The Wikipedia article about H. P. Lovecraft contains a section on the critical reception of Lovecraft's work that contains the following unsourced statement:

In 1962 Colin Wilson, in his survey of anti-realist trends in fiction The Strength to Dream, cited Lovecraft as one of the pioneers of the "assault on rationality" and included him with M. R. James, H. G. Wells, Aldous Huxley, J. R. R. Tolkien and others as one of the builders of mythicised realities contending against the failing project of literary realism.[citation needed] Subsequently, Lovecraft began to acquire the status of a cult writer in the counterculture of the 1960s, and reprints of his work proliferated.

The Wikipedia article on Colin Wilson lists The Strength to Dream: Literature and the Imagination (1962) among the author's non-fiction works and the book is available on Google Books (Germany).
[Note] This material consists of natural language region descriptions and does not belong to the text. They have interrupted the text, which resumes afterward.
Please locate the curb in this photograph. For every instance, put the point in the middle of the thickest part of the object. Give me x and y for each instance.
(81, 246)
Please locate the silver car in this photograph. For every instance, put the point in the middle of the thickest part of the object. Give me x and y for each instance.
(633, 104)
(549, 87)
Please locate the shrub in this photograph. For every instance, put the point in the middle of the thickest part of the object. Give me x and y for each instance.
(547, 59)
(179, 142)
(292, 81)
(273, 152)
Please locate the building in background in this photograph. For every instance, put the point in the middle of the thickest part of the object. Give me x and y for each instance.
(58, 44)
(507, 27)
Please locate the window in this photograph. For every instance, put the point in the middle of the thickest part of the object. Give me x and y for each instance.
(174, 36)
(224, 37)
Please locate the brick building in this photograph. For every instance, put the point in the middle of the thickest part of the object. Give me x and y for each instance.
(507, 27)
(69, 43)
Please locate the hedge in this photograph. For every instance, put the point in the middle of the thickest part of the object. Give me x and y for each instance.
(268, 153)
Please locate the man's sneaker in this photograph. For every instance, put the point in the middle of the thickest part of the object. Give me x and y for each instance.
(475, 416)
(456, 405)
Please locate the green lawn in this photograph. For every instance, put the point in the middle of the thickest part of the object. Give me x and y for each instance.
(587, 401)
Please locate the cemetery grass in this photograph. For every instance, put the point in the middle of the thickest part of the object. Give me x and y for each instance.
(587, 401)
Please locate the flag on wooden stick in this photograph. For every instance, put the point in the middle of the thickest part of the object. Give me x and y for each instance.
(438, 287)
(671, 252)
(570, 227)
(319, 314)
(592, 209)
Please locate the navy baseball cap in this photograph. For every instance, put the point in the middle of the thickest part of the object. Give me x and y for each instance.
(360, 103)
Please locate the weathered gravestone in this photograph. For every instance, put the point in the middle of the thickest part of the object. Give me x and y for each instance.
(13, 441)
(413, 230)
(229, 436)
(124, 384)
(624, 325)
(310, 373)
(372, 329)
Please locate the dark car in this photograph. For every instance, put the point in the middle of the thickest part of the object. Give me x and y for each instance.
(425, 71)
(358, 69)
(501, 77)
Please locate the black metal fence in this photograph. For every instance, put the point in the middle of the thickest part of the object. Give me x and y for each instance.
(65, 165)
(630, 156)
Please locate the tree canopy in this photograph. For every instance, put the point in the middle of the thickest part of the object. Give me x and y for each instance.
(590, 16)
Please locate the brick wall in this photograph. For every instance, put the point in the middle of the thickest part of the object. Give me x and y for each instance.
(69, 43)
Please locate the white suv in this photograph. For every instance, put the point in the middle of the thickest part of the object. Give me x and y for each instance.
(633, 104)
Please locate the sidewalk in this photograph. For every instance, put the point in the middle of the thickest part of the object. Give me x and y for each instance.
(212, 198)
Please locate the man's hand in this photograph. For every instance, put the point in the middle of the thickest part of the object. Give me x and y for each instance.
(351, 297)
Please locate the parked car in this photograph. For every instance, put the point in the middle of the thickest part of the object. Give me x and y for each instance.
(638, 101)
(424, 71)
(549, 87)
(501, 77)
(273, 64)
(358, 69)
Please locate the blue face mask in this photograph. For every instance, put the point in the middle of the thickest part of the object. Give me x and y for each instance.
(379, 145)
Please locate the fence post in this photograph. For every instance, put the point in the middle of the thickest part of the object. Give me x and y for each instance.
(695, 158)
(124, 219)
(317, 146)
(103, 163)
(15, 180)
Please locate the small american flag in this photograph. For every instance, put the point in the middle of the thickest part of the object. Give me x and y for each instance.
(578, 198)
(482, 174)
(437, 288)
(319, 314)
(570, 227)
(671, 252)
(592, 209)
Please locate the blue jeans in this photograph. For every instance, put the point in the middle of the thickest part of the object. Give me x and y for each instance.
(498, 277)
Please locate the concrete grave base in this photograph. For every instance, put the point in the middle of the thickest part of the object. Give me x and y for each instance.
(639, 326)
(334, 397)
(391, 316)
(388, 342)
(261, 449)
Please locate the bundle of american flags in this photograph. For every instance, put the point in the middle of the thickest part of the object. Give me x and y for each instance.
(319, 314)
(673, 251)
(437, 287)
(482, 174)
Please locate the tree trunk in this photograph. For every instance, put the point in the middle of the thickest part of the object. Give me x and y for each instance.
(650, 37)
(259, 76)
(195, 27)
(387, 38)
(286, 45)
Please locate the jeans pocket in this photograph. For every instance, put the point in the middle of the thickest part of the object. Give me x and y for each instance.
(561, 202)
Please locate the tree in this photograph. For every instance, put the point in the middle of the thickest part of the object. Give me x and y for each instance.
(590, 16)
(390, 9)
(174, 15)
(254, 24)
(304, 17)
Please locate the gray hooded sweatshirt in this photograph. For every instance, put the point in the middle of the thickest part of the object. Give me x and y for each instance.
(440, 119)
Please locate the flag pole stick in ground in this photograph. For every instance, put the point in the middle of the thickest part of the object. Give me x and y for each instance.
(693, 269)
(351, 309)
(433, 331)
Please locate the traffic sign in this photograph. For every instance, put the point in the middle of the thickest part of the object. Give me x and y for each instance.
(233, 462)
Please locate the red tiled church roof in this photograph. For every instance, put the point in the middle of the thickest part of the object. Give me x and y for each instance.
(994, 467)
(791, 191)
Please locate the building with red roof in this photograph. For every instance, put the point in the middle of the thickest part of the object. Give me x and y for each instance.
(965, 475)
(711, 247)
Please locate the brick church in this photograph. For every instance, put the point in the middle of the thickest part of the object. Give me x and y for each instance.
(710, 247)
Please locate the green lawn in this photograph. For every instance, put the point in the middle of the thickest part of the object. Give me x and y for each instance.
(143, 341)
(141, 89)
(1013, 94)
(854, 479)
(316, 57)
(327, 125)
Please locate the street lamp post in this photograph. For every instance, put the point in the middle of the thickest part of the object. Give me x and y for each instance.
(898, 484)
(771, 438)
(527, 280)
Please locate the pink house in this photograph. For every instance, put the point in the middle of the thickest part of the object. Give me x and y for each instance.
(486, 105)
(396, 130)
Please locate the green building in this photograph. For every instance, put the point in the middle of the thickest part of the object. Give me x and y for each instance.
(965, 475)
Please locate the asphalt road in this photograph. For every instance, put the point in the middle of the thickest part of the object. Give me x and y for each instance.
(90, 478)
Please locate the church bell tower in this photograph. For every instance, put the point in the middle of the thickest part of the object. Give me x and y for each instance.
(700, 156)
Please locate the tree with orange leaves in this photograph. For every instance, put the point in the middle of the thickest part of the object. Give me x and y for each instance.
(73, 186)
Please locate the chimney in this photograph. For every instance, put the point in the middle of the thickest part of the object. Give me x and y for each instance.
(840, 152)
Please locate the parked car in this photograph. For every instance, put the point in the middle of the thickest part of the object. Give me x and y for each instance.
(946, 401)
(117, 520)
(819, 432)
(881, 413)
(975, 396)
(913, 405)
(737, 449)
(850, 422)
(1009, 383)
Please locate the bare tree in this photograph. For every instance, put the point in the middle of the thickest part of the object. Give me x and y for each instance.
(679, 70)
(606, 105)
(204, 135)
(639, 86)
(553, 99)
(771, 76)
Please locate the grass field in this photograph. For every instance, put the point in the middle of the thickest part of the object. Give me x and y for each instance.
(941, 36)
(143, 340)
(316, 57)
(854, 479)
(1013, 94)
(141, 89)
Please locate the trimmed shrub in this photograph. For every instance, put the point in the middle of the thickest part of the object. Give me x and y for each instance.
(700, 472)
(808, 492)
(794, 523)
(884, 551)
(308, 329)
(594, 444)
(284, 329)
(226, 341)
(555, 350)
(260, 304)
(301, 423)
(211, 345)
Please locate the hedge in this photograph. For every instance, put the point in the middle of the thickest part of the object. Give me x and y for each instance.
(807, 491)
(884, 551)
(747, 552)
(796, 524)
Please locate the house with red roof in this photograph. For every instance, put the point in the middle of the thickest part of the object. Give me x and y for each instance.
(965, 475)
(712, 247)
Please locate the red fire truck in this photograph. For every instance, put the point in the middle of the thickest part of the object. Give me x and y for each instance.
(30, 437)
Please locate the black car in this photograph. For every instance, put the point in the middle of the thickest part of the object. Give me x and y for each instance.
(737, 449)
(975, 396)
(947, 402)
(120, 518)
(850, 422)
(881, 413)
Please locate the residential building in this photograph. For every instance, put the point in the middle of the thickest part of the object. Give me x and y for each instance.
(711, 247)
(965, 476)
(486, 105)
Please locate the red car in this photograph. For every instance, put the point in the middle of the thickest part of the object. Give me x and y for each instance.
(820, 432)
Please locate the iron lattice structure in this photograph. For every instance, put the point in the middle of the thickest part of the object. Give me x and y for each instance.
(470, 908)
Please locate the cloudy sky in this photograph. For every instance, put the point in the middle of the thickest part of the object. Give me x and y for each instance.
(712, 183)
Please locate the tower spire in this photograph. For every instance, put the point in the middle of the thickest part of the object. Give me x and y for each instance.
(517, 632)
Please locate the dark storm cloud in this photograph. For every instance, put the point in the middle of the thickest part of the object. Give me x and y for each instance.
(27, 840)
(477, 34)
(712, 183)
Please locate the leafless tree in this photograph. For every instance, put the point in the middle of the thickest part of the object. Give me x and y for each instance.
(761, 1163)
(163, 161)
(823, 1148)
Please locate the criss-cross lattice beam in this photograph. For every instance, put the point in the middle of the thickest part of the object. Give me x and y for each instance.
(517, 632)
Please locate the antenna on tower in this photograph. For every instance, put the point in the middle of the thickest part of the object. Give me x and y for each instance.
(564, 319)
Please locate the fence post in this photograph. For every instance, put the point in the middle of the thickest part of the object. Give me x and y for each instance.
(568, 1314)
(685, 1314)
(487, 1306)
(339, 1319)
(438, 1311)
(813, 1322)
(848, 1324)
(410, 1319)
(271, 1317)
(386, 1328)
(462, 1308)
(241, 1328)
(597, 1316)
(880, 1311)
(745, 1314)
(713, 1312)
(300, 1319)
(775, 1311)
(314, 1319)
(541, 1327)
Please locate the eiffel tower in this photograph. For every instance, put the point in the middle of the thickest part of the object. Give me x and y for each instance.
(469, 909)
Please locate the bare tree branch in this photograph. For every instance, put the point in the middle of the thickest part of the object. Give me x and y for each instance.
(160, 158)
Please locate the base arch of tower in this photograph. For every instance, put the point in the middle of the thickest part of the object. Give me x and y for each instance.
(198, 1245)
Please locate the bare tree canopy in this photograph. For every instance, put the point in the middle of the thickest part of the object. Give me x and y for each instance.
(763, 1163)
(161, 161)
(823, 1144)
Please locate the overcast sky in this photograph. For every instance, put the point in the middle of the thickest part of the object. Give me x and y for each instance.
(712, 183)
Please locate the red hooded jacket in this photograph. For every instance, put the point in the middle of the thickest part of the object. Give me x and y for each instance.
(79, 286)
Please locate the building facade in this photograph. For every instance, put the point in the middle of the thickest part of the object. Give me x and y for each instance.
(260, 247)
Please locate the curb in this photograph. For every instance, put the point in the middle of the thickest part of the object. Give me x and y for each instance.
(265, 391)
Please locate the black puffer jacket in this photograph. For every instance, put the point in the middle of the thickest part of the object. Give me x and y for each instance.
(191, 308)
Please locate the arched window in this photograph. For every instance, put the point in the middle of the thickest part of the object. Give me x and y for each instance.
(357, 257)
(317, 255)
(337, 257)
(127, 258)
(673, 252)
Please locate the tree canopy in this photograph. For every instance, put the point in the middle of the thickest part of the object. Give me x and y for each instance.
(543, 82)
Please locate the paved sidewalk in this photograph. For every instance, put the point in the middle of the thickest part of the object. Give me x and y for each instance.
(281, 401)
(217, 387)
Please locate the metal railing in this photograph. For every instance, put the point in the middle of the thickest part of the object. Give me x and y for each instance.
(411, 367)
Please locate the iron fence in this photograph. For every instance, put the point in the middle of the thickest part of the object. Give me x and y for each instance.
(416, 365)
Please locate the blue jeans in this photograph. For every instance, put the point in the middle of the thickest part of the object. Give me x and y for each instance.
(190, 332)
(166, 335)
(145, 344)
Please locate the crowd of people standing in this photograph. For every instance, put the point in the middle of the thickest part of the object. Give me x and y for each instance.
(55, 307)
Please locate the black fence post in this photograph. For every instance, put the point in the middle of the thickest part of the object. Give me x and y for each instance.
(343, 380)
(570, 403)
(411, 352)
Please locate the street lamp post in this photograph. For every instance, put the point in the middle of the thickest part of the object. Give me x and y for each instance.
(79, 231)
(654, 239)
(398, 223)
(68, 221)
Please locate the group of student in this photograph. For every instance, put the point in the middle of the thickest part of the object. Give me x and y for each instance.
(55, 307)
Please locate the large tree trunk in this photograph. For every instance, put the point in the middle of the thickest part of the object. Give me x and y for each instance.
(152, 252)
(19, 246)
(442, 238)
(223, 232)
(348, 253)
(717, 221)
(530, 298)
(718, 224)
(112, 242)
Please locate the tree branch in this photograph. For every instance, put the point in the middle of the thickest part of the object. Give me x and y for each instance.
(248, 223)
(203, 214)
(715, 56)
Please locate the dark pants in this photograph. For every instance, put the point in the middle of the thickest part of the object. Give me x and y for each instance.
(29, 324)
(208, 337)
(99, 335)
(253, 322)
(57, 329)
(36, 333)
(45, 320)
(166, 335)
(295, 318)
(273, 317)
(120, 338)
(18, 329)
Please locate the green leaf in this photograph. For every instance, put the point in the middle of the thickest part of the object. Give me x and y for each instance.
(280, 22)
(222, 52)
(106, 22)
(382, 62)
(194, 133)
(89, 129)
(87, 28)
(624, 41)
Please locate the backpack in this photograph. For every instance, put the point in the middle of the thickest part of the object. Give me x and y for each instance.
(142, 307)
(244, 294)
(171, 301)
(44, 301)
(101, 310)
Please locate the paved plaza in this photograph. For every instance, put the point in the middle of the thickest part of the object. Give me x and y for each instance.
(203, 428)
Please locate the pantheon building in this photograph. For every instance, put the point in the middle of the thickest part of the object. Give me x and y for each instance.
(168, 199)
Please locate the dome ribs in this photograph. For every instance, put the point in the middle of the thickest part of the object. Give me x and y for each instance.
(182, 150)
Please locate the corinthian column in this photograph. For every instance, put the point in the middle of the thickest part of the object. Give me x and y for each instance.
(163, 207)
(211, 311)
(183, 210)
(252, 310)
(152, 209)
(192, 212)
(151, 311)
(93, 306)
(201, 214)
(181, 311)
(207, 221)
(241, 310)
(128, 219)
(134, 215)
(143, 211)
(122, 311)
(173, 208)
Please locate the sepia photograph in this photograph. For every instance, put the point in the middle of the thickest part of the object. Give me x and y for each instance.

However, I don't have access to a preview of that book. My question now is: how and where does Wilson describe Lovecraft as one of the pioneers of the "assault on rationality"? I would appreciate getting the exact quote and page number.


Colin Wilson's book The Strength to Dream: Literature and the Imagination (which you found) has an entire chapter entitled "The Assault on Rationality", in which Lovecraft features prominently as one of the authors discussed. Wilson takes a very dim view of Lovecraft and his writing (and I quote: "it must be admitted that Lovecraft is a very bad writer"), but here are some passages which summarise the idea you're looking for:

Lovecraft is interesting mainly because he is a perfect example of the "escapist imagination". It is hard to agree with August Derleth that his death was "a great loss to American letters" because he had not yet reached "the fullest development of his powers." It is doubtful whether Lovecraft had any more to say. As it is, he wrote far too much. Moreover, since he so determinedly created an unreal world in opposition to the real world, it seems that he willed his own death. His whole life is a spectacle of self-destruction; he strikes one as being like a chronic alcoholic or a drug addict.

For this reason, it is interesting to compare him with W. B. Yeats. We tend to think of Yeats as a combination of poet and politician; he has been compared to the older Goethe. And yet Yeats, like Lovecraft, created his own world of myths and symbols, and tried to force it upon the "real world."

-- pp. 10-11

Lovecraft did his best to convince the reader of the reality of his unseen world, but he never asserted in print that he had seen Cthulhu. Yeats's extraordinary attack on the "materialistic world" reached a climax in a strange book called A Vision.

-- p. 13

Wilde epitomises the imagination as "escapism". Yeats and Lovecraft set up the imagination as a faculty for challenging and defying the "real world"; but Wilde carried the defiance to the point of suicide. For these writers, the imagination was essentially the alternative to reality.

-- p. 20

All bold emphasis mine in the above quotes. The book is available on the Internat Archive for borrowing.

Although the phrase "assault on rationality" does not literally appear in the same sentence as the word "Lovecraft", the lengthy discussion of Lovecraft's approach to writing in a chapter entitled "The Assault on Rationality" is enough to make the connection.

For further reading, there are other sources predating Wilson, but at least one of them may be harder to track down:

The following facts are taken from August Derleth's H. P. L.: A Memoir. I would like also to acknowledge Mr. Derleth's help in providing me with additional information about Lovecraft. My other chief source of information has been J. Warren Thomas's unpublished hesis on Lovecraft, which I consulted in the John Hay Library of Brown University, Providence, R. I.